How is Hydrogen Fuel Made?
We need to make the hydrogen that is used to power the fuel cell. This requires an energy input. The entire process is renewable and carbon neutral if that input is renewable energy. But, if the input is a fossil fuel, there are greenhouse gas emissions and carbon emissions, making the process nonrenewable.
Hydrogen Can Be Renewable: Why Don’t We Produce More Green Hydrogen?
In 2020, 99.6% of global hydrogen production came from fossil fuel power instead of renewable power, with around 71% harnessing natural gas and the remaining amount utilising coal. Green hydrogen production only accounted for approximately 0.1% of global production.
This massive disparity in hydrogen production is due to one main reason: price.
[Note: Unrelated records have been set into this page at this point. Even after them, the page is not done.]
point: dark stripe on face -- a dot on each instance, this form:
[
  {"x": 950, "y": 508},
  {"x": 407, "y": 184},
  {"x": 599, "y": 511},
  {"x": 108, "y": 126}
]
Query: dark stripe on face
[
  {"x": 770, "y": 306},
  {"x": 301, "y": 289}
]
The price of hydrogen is based on the cost of the input energy and technology used in production. Grey hydrogen production typically utilises steam methane reformation (SMR) or coal gasification, both of which are well-established technologies. Alternatively, green hydrogen uses water electrolysis, which is expensive and requires more innovation to reach scale.
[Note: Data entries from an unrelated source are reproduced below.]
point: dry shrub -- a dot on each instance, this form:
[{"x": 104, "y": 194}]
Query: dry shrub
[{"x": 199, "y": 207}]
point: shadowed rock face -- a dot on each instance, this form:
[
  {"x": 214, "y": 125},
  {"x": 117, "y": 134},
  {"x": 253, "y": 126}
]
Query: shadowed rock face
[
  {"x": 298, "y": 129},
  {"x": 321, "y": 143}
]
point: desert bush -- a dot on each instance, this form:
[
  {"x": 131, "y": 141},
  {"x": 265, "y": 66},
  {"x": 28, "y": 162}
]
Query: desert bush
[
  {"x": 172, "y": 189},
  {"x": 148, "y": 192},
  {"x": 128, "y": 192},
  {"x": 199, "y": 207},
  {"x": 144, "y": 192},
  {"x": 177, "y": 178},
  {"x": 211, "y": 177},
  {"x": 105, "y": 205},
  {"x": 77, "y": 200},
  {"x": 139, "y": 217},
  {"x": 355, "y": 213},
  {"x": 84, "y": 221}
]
Production Cost of Grey Hydrogen vs Green Hydrogen
Due to these factors, the production cost of grey hydrogen ranges from USD 1 to USD 2 per kg, compared to USD 2.5 to USD 6 per kg for green hydrogen. With a cost of up to six times higher for green hydrogen, it is challenging to make the direct economic case of switching away from grey hydrogen without factoring in the avoided future climate impacts by reducing fossil fuel use.
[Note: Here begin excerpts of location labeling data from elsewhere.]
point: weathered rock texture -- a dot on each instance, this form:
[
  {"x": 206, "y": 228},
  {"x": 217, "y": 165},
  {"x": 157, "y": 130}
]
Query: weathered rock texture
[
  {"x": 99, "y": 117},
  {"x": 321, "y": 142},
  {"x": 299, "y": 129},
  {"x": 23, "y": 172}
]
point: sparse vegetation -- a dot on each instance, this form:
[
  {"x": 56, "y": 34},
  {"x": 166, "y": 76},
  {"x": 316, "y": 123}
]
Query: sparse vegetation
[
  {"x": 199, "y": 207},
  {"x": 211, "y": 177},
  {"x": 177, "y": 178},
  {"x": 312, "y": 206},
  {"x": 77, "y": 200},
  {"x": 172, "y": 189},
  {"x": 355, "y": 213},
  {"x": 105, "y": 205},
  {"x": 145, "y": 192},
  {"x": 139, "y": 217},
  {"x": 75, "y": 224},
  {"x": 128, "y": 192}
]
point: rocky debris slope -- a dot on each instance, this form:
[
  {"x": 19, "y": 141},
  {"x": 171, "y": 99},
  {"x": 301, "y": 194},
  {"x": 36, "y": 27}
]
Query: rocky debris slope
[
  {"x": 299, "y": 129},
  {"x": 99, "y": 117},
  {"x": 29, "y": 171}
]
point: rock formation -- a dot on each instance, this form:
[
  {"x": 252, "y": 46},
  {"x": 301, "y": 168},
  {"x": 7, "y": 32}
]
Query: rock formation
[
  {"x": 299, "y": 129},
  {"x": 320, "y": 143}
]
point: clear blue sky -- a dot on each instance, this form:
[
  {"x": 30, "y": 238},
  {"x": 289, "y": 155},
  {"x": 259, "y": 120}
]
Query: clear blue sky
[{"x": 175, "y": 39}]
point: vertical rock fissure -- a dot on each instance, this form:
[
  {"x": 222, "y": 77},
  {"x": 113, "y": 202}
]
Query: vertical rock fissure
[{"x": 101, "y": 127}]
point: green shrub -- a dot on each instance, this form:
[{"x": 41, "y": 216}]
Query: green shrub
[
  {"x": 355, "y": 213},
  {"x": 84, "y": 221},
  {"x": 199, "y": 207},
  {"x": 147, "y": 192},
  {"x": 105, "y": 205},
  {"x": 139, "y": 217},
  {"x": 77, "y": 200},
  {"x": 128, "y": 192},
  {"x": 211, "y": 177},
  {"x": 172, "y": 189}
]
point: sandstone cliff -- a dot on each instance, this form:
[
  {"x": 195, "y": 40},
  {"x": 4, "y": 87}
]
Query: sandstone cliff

Increasing Green Hydrogen Adoption
Reducing these costs will tip the scale towards green renewable hydrogen generation from grey or blue hydrogen. However, it requires significant financial and regulatory backing. Estimates predict that the price of green hydrogen will need to drop by 50% to be viable. Furthermore, a recent report by the Energy Transitions Council found that for the green hydrogen economy to play a significant role in the world’s net-zero future, it requires a five to seven-fold increase by 2050, costing USD 15 trillion in investment.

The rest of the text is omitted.